READY FOR WINTER? FORD ADDS NEW REMOTE START FEATURE, HEATED STEERING WHEEL TO WARM CUSTOMERS


* Ford responds to customers' desire for warmth in colder months with new factory-installed remote start system and heated steering wheel for the 2011 model year
* Ford's remote start system, when combined with automatic climate control, will gauge the temperature and quickly achieve a comfortable cabin environment. Heating, heated seats and defrost activate on colder days; air conditioning, cooled seats kick in when the weather is warm
* Ford engineers calculate that using a remote start system could help reduce hydrocarbon, CO and nitrogen oxides emissions by up to 75 percent, since it preheats the catalyst on cold starts (where up to 95 percent of emissions typically occur), prior to those first few accelerations
* Ford's remote start factory option quickly will be offered across the entire Ford, Lincoln and Mercury lineup after launching on the 2011 Ford Super Duty next spring; the heated steering wheel option debuts on the 2011 Lincoln MKX

DEARBORN, Mich., Dec. 3, 2009 – Ford, responding to increasing consumer demand, is heating up its vehicle lineup with winter-weather options including a factory-installed remote start system and heated steering wheel.

The remote start system will debut on the 2011 Ford Super Duty next spring and eventually will be offered across the Ford, Lincoln and Mercury lineup. Also next year, Lincoln will begin offering customers a heated steering wheel option, which will be available first on the new 2011 Lincoln MKX.

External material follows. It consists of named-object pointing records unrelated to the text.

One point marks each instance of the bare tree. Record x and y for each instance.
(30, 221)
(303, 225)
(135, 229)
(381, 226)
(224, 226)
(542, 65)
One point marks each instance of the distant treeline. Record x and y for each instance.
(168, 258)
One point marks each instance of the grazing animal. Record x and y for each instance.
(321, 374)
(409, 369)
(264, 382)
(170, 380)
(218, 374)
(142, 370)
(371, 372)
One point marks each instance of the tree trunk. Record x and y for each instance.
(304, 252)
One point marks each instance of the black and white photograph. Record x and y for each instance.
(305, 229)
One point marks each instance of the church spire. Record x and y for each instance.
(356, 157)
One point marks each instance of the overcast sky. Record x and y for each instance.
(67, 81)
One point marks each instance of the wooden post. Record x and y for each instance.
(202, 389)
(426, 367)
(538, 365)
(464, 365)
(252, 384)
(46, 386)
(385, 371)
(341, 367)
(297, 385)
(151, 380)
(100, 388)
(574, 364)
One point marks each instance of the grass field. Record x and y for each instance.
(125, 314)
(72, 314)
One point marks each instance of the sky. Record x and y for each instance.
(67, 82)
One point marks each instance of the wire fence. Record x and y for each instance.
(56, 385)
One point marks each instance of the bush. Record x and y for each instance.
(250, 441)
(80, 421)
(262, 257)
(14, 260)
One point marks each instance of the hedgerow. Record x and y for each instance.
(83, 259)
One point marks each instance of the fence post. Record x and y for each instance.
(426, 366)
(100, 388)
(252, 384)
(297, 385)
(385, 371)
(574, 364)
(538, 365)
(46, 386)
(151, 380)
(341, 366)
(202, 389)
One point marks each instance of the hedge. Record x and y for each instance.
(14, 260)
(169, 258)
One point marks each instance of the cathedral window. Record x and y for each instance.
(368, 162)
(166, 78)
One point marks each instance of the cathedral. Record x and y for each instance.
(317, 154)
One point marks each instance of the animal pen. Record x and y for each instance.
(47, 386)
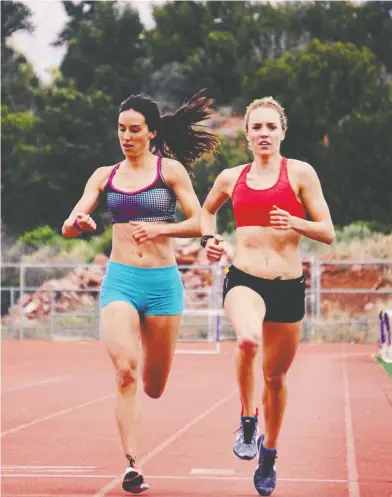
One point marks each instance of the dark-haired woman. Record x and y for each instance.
(142, 294)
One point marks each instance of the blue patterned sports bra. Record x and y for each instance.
(155, 202)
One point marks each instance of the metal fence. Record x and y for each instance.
(62, 301)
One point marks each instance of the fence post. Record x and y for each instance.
(21, 298)
(318, 290)
(99, 314)
(52, 323)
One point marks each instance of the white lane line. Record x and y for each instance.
(107, 488)
(212, 471)
(55, 414)
(353, 485)
(167, 477)
(45, 468)
(36, 383)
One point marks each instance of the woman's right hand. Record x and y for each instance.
(85, 222)
(214, 249)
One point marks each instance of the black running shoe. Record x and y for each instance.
(133, 480)
(245, 446)
(264, 478)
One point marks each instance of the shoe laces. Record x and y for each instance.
(247, 429)
(267, 466)
(131, 460)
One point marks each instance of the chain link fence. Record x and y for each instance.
(42, 301)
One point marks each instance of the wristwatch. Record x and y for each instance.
(204, 240)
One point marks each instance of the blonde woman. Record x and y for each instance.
(264, 290)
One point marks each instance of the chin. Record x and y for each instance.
(265, 154)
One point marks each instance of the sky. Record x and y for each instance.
(48, 18)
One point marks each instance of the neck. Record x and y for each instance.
(139, 161)
(267, 161)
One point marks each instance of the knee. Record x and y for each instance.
(126, 374)
(154, 391)
(249, 344)
(275, 382)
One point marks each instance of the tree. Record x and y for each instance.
(105, 48)
(19, 81)
(366, 24)
(229, 153)
(355, 168)
(320, 85)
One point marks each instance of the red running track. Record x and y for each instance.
(59, 436)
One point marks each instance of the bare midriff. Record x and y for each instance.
(266, 252)
(158, 252)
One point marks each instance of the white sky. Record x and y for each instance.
(49, 18)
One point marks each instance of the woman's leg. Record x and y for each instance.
(246, 311)
(280, 342)
(159, 336)
(121, 331)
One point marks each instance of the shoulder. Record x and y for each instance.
(173, 171)
(101, 175)
(231, 174)
(302, 171)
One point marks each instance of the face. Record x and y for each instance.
(264, 132)
(133, 133)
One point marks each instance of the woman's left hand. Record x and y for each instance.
(280, 219)
(143, 231)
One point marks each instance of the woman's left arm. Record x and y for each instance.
(179, 180)
(320, 228)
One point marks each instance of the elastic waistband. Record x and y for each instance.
(279, 279)
(136, 269)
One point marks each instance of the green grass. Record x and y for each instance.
(387, 367)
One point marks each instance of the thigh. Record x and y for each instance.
(121, 332)
(280, 343)
(246, 310)
(159, 335)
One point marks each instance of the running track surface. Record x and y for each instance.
(59, 436)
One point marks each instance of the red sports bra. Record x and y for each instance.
(252, 207)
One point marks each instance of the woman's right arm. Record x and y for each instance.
(79, 220)
(216, 198)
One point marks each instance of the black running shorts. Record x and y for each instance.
(284, 299)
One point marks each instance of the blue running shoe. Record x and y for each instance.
(133, 480)
(264, 478)
(245, 446)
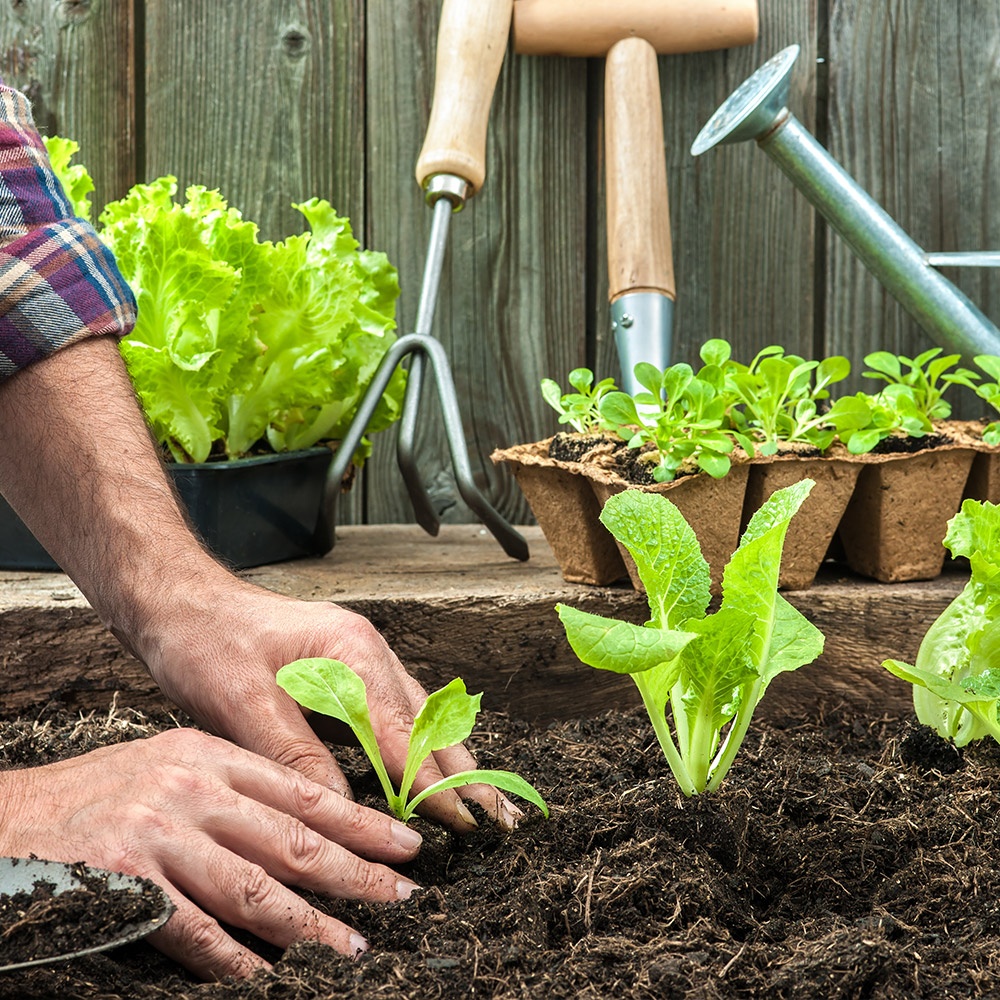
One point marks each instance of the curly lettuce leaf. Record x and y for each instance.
(241, 340)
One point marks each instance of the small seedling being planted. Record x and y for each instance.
(332, 688)
(711, 670)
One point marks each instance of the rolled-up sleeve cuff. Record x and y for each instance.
(59, 283)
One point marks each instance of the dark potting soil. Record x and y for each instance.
(615, 454)
(41, 924)
(832, 864)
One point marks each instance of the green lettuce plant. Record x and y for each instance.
(709, 670)
(682, 415)
(924, 378)
(990, 393)
(580, 409)
(780, 395)
(243, 344)
(956, 676)
(332, 688)
(863, 420)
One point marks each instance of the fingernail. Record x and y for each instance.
(509, 815)
(464, 815)
(406, 837)
(405, 888)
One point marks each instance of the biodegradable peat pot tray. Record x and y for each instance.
(814, 526)
(566, 497)
(895, 523)
(249, 512)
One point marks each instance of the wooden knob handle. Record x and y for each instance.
(640, 257)
(591, 27)
(471, 44)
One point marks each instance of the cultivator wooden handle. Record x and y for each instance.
(638, 217)
(472, 42)
(591, 27)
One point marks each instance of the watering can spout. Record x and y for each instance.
(757, 110)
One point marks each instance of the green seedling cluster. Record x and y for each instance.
(710, 670)
(687, 420)
(956, 676)
(330, 687)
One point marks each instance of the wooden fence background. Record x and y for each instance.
(273, 101)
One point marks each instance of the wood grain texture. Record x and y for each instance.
(512, 297)
(263, 100)
(76, 64)
(456, 605)
(914, 117)
(278, 100)
(742, 245)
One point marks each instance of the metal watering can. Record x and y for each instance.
(756, 110)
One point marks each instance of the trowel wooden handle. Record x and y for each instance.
(472, 41)
(640, 257)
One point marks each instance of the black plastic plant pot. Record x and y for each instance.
(249, 512)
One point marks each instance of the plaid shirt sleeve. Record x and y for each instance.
(58, 282)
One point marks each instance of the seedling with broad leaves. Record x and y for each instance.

Ford has been offering a dealer-installed remote start kit since the late 1990s that has proven popular with customers. The kits rank as one of the top three Genuine Ford Accessories sold nationally for the past five years. In the past year, sales have increased 40 percent since Ford started installing the dealer remote starter kits at modification centers located near assembly plants.

The new factory option comes in response to strong customer demand. A recent J.D. Power Emerging Technology Study found 90 percent of customers would prefer remote start systems be factory-installed.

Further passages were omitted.